Semantic Segmentation of a clinical chart with Machine Learning using Python
Tahir Ahmad (~tahir) |
In this talk I will be discussing about how a clinical chart can be segmented into semantically related components using Python and Spacy. A clinical chart of a patient is documented by a medical provider in SOAP(Subjective, Objective, Assessment and Plan) format. Each segment in SOAP contains semantically related information. Subjective part of SOAP note contains history of a patient, Objective contains vital signs like BMI and BP, Assessment contains diagnosis given by the medical doctor and Plan contains medications prescribed etc.
Segmentation of an unstructured chart in SOAP classes has many use case, One of the major use cases is to help medical practitioners review only relevant section of a clinical chart. This can save time while receiving large clinical charts of a patient.
Dataset contains unidentified 1000 clinical charts which are annotated by subject matter experts. Each chart is split into sentences and each sentence is annotated as per the SOAP class it belongs. A sentence which doesn’t belong to any SOAP class is annotated as NONSoap class.
Proposed model: This work was done using two approaches:
Machine Learning using Random Forest Algorithm, and Deep Learning using Spacy Text Categorizer.
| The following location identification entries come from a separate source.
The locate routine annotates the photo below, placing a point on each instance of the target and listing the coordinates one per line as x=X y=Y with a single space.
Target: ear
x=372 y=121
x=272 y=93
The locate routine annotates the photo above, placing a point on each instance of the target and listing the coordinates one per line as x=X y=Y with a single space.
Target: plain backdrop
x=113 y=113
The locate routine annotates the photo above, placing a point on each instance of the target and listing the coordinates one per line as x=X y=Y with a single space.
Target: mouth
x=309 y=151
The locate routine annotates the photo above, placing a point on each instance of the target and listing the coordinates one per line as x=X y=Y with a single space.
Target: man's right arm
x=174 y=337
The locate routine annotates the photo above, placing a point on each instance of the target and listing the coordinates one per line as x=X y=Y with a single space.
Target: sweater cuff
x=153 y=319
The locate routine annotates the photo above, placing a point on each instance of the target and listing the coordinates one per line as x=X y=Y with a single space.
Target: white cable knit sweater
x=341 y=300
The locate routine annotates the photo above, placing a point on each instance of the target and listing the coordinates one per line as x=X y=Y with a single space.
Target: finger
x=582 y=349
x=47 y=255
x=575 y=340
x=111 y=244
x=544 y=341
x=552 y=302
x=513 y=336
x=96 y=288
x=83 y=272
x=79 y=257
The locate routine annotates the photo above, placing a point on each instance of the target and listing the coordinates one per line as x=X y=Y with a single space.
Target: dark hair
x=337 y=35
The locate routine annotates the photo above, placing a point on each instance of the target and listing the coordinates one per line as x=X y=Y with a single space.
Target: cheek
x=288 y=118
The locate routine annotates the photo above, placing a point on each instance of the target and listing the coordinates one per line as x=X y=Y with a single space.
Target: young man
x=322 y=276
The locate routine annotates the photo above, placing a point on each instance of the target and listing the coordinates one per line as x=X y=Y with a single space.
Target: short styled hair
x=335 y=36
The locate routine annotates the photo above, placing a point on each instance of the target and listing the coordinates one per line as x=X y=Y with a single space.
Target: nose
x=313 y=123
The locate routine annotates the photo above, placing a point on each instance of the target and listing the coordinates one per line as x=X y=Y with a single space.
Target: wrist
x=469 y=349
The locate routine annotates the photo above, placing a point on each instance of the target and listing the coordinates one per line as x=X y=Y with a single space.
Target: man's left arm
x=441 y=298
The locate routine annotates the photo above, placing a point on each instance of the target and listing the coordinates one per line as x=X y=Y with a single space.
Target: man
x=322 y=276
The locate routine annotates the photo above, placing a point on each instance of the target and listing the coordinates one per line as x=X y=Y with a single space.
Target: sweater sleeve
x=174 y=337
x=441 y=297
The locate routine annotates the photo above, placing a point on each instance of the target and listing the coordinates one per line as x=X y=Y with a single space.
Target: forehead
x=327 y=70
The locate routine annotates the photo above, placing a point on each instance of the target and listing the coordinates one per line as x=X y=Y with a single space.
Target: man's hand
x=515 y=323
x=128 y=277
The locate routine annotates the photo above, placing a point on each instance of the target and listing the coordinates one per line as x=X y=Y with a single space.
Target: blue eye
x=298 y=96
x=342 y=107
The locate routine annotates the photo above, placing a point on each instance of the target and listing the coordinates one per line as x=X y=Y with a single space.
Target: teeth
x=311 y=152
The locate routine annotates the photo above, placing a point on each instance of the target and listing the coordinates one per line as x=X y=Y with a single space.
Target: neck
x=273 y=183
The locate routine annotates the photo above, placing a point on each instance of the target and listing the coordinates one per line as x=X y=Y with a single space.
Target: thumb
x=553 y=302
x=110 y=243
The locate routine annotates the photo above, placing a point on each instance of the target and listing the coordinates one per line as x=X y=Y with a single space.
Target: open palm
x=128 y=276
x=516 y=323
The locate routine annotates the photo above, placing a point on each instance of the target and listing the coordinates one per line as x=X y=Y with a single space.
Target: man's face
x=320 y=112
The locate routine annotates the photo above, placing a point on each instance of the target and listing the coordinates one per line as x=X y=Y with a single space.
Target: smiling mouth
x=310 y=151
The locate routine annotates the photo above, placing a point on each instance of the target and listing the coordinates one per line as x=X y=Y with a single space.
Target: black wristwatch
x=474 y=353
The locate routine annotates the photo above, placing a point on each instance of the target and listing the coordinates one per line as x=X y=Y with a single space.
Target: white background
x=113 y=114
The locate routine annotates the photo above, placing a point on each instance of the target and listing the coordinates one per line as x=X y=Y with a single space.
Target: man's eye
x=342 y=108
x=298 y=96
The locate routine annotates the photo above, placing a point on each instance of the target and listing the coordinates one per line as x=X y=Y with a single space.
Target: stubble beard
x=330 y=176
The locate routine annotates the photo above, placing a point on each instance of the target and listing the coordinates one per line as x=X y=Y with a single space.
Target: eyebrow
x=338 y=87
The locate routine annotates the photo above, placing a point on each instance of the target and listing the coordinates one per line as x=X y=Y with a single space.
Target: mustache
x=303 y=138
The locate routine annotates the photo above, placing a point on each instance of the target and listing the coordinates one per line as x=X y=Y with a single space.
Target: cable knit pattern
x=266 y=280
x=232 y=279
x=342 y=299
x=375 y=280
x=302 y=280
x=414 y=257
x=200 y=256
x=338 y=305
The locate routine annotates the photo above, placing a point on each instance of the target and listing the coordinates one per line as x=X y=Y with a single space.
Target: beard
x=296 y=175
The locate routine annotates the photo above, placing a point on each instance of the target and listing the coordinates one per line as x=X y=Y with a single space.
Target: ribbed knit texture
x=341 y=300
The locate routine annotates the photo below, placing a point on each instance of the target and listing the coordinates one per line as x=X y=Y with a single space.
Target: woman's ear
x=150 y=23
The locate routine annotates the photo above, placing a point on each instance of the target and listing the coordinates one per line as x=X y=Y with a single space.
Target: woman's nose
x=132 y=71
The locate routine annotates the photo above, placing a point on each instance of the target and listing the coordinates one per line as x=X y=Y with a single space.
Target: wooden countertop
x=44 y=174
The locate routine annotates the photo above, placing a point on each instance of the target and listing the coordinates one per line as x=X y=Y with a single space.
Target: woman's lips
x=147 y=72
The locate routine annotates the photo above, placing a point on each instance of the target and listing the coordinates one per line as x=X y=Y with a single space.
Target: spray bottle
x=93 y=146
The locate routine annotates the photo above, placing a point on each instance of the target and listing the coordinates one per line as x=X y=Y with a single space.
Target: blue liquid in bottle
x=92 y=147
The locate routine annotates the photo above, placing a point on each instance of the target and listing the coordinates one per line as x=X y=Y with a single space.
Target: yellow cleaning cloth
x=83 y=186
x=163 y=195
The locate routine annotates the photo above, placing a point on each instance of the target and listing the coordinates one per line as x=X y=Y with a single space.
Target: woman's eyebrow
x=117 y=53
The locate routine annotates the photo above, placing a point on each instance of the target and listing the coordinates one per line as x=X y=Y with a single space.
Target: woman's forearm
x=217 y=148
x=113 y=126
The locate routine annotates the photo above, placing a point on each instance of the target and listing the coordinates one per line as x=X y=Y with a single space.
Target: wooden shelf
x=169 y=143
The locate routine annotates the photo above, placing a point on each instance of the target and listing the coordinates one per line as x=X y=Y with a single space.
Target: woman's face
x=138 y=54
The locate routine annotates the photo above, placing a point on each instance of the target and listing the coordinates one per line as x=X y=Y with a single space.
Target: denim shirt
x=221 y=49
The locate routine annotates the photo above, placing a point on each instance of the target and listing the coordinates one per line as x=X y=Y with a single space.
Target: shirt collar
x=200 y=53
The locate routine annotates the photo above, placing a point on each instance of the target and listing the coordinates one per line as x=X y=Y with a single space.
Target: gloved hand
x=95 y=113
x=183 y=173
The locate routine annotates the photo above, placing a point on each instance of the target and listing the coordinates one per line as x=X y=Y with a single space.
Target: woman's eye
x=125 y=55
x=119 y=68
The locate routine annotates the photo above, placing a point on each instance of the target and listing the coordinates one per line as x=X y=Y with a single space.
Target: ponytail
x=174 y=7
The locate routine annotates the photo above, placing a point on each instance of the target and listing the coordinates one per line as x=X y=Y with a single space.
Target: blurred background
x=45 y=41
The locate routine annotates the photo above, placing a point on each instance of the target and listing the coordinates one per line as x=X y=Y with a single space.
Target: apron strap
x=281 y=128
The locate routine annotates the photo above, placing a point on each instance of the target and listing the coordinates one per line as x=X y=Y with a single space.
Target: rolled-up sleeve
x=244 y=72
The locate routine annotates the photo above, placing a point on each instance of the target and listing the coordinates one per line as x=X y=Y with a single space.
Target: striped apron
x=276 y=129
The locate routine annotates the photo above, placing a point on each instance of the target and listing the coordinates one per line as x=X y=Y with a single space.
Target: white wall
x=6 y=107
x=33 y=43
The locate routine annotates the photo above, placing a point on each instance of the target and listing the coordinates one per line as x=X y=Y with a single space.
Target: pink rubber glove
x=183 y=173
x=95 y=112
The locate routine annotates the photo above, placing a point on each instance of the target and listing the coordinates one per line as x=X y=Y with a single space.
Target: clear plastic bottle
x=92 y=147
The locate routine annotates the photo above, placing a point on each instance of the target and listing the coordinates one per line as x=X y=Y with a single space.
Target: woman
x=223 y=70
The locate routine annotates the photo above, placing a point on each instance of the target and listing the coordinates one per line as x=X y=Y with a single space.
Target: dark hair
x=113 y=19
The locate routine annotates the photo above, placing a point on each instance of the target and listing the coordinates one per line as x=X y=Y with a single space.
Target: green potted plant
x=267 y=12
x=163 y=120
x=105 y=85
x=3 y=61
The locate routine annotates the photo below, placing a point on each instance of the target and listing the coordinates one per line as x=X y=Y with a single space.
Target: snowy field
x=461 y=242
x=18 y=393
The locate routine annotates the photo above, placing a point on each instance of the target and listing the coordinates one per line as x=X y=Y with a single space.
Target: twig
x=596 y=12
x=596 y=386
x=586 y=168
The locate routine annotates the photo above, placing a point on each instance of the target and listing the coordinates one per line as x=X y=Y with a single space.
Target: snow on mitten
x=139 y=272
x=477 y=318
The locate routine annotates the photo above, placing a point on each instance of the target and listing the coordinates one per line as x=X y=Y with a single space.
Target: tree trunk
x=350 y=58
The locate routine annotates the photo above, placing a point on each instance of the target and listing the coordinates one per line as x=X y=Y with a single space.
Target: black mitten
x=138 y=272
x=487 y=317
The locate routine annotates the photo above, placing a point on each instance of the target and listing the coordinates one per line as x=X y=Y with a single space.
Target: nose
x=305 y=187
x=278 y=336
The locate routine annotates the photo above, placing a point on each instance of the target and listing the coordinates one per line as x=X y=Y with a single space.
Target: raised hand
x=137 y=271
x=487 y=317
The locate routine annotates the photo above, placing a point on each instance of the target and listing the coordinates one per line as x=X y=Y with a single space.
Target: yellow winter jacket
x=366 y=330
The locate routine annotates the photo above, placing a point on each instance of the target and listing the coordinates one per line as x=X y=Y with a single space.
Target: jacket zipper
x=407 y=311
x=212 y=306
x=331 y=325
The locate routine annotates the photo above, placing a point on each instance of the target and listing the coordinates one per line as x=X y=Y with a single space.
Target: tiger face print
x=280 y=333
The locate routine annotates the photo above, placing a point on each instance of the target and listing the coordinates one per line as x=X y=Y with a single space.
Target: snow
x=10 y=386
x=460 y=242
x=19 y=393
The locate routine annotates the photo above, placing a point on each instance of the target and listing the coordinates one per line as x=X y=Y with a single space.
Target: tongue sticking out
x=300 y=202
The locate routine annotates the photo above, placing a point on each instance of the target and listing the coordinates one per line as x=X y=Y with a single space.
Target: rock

I will be discussing how Spacy Ensemble model based on CNN and Bag of words outperformed Random Forest Algorithm in this task.
Machine Learning, Python Programming
I am working as a Data Scientist at Episource LLC. My interests revolve around solving problems in the field of Data Science and Computer Science. Currently at Episource I work extensively in Inofrmation and Entity Extraction using Machine Learning and Deep Learning Techniques using Python. I have also worked as a Research Assistant in the Center for data science at IIIT- Bangalore. My work in the lab was on Data Mining, we developed an open-source Ruby gem called as Akshaya which has an implementation of various semantic mining algorithms. I worked to improve the performance of latent semantic text mining algorithms based on a large term-co-occurrence graph and to improve the performance of an open source graph database Agama. I have also worked on medical information retrieval problems in the lab at IIIT-Bangalore and have developed a framework UCliDSS for medical decision support. At IIITB I have also worked on Streaming Graph partitioning problem using Game Theory.